Once upon a time there was a beautiful settlement – Pompeii – which was destined once to disappear from the face of the earth, to be buried under the ashes of Vesuvius. We are familiar with this story mainly due to its picturesque embodiment on the canvases of Karl Bryullov.
The artist depicted people locked up in the city, who are striving at all costs to save themselves. And in order to convey the horror and confusion of the inhabitants of Pompeii, Bryullov pays special attention to the drawing of their faces.
However, few people know that not only he, but also Aivazovsky, addressed the topic of the demise of Pompeii. In 1889, he wrote a canvas with almost the same name – “The Death of Pompeii”. Apparently, this decision was not without the influence of Bryullov, to whom the artist had friendly feelings.
At the same time, Aivazovsky cannot be blamed for blindly imitating a sample: being a marine painter by nature, he is also very uncharacteristically in this picture, concentrating his attention on the sea. It is written in piercing scarlet, brown-yellow tones, which, according to the master’s plan, should symbolize all human lives lost under lava.
Such a palette very well reflects the main mood of the picture – unlimited horror. At the same time, Aivazovsky, as often happens, leaves his characters the hope of salvation.

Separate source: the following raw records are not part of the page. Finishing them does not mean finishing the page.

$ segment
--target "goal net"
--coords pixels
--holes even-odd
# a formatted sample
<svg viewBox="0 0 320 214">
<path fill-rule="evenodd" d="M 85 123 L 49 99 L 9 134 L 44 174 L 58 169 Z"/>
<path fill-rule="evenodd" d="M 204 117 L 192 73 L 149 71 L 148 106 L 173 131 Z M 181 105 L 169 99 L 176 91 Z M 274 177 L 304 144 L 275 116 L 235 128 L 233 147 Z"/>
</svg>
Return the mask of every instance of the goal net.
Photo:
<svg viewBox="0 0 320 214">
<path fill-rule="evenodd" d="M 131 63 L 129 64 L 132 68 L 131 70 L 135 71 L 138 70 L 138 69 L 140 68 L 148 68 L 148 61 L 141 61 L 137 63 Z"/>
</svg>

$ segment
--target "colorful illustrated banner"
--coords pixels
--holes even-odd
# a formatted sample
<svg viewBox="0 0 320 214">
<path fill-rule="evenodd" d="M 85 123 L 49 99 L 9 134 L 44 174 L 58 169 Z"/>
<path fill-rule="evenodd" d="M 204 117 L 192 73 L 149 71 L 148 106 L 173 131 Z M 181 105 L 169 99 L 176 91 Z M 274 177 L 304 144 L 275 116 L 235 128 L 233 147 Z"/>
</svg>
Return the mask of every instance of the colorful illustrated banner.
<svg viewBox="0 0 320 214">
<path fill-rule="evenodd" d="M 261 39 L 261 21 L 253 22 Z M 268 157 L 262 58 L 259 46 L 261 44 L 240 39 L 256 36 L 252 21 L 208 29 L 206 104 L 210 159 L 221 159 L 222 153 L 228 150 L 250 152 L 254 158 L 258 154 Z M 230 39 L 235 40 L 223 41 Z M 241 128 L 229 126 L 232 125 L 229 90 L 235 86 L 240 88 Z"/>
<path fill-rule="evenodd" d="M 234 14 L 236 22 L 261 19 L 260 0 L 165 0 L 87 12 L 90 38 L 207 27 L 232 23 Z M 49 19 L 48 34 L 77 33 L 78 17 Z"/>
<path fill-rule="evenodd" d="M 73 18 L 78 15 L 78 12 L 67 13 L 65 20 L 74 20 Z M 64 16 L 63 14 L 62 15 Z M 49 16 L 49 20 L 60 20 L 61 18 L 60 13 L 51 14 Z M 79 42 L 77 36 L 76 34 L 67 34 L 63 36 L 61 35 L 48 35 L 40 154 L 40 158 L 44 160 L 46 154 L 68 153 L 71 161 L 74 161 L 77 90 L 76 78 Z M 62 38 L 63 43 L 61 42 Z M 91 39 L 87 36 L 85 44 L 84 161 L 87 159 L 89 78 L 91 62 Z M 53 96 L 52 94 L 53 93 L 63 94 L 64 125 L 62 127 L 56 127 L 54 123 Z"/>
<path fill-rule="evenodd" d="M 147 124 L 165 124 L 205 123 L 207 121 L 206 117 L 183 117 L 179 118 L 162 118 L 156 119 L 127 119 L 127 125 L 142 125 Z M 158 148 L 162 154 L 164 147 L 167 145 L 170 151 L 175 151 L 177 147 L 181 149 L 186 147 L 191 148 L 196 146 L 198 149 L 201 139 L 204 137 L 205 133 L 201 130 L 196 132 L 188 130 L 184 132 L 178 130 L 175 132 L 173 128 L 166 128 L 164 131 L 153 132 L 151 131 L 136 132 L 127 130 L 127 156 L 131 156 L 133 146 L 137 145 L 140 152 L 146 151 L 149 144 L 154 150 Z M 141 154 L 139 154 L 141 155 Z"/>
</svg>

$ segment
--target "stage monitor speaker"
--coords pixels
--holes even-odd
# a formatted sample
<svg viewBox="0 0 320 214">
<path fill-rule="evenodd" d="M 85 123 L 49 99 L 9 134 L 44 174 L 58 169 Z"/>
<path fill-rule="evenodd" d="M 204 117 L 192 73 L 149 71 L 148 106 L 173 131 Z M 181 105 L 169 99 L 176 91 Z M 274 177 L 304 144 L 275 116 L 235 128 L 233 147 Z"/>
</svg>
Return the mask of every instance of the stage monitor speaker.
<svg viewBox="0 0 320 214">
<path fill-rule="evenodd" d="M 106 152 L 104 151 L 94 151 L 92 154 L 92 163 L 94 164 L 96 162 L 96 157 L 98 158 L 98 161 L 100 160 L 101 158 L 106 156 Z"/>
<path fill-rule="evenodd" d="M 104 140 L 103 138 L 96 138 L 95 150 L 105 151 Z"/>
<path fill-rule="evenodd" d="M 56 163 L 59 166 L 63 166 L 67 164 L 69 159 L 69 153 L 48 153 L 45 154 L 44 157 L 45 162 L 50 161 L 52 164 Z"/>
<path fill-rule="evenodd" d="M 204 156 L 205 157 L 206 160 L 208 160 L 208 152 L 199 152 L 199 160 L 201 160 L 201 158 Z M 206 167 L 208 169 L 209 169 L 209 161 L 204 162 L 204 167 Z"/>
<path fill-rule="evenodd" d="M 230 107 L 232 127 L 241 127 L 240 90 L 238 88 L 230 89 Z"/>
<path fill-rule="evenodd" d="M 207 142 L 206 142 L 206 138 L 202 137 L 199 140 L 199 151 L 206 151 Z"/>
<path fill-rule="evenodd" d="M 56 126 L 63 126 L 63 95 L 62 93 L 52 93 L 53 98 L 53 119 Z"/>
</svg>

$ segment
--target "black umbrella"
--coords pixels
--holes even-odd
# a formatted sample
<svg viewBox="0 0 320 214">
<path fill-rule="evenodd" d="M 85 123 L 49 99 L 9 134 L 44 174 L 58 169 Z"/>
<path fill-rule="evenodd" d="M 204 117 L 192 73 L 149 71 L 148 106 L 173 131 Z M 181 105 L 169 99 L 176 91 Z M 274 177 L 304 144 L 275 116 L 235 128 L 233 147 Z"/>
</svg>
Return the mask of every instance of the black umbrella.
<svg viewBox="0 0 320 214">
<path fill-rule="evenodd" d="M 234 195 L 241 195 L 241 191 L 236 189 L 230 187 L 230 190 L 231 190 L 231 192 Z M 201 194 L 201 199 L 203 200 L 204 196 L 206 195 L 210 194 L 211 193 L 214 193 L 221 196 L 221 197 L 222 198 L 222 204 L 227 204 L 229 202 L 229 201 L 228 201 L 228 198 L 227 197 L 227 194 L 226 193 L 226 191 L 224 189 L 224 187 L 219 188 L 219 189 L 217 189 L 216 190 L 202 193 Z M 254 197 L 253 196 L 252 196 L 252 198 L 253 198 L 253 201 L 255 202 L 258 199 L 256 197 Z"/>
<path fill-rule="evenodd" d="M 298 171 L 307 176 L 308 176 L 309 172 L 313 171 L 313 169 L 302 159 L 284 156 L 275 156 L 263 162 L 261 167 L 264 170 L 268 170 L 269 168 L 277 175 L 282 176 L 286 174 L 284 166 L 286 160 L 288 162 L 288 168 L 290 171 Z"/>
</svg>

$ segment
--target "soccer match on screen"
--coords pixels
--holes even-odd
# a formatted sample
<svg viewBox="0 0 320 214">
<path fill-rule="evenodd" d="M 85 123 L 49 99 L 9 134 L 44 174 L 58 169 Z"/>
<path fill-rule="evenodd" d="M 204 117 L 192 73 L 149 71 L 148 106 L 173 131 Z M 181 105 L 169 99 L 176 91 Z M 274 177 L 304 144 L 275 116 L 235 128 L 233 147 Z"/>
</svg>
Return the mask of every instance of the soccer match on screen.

In the “Death of Pompeii” this is manifested in the image of the ships departing from the place of the terrible death. If you look closely, then on the canvas you can see the culprit of all troubles – the volcano of Vesuvius, spewing lava flows on the beautiful antique houses. The artist greatly enhances the effect of presence by spilling black dots of ash over the picture, which is deposited in the water.
The painting is kept in the Rostov Regional Museum of Fine Arts. If possible, you can always visit it in order to see firsthand the “Death of Pompeii” and some other masterpieces of Aivazovsky.